Regions with significant populations
- New Delhi · Mumbai · Chennai · Bangalore · Kolkata · Jaipur · Kanpur · Hyderabad · Lucknow · Ranchi · Visakhapatnam · Raipur · Ahmedabad · Ludhiana · Patna · Bhubaneswar · Mysore · Faridabad

Languages
- Igbo · Nigerian English · Other languages of Nigeria · Indian languages

Religion
- Protestantism, Roman Catholicism and Islam

Related ethnic groups
- Nigerian people

= Nigerians in India =

Nigerians in India form one of the largest African communities in the country. As of November 2013, there were about 10,000 Nigerians living and working in india, and now as of 2024 there are around 50,000 Nigerians living and working in India. They live in cities such as New Delhi, Mumbai, Chennai, Bangalore, Kanpur, Hyderabad and Lucknow .

==Demographics==
It is estimated that there are more than 2,500 Nigerians living in Delhi, 3,000 in Bangalore, and with another 4,000 spread across the rest of the country. Neither the Indian police nor the Nigerian High Commission has details of the number of Nigerians currently residing in India. Many Nigerians are also found in several unauthorized colonies like Munirka, Uttam Nagar and Mukherjee Nagar.

==Inter-ethnic relations==
Some Nigerians enter India illegally via Bangladesh.

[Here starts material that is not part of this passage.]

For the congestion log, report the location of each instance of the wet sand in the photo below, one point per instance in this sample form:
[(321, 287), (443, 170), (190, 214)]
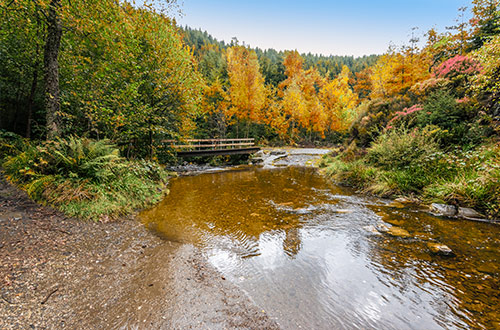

Many Nigerians associate themselves with crime mainly drug trafficking and
financial fraud; around 500 Nigerians are held in various jails across India.

==Organizations==
The All India Nigerian Students and Community Association (AINSCA), a non-official arm of the Nigerian embassy helps members of the community living in India. It liaisons proactively with Delhi police to nab unscrupulous elements in the community. It also shields its members involved in illegal sex trafficking from repercussions. Eddie, the chairman of AINSCA was filmed by BBC Africa Eye as one of the traffickers.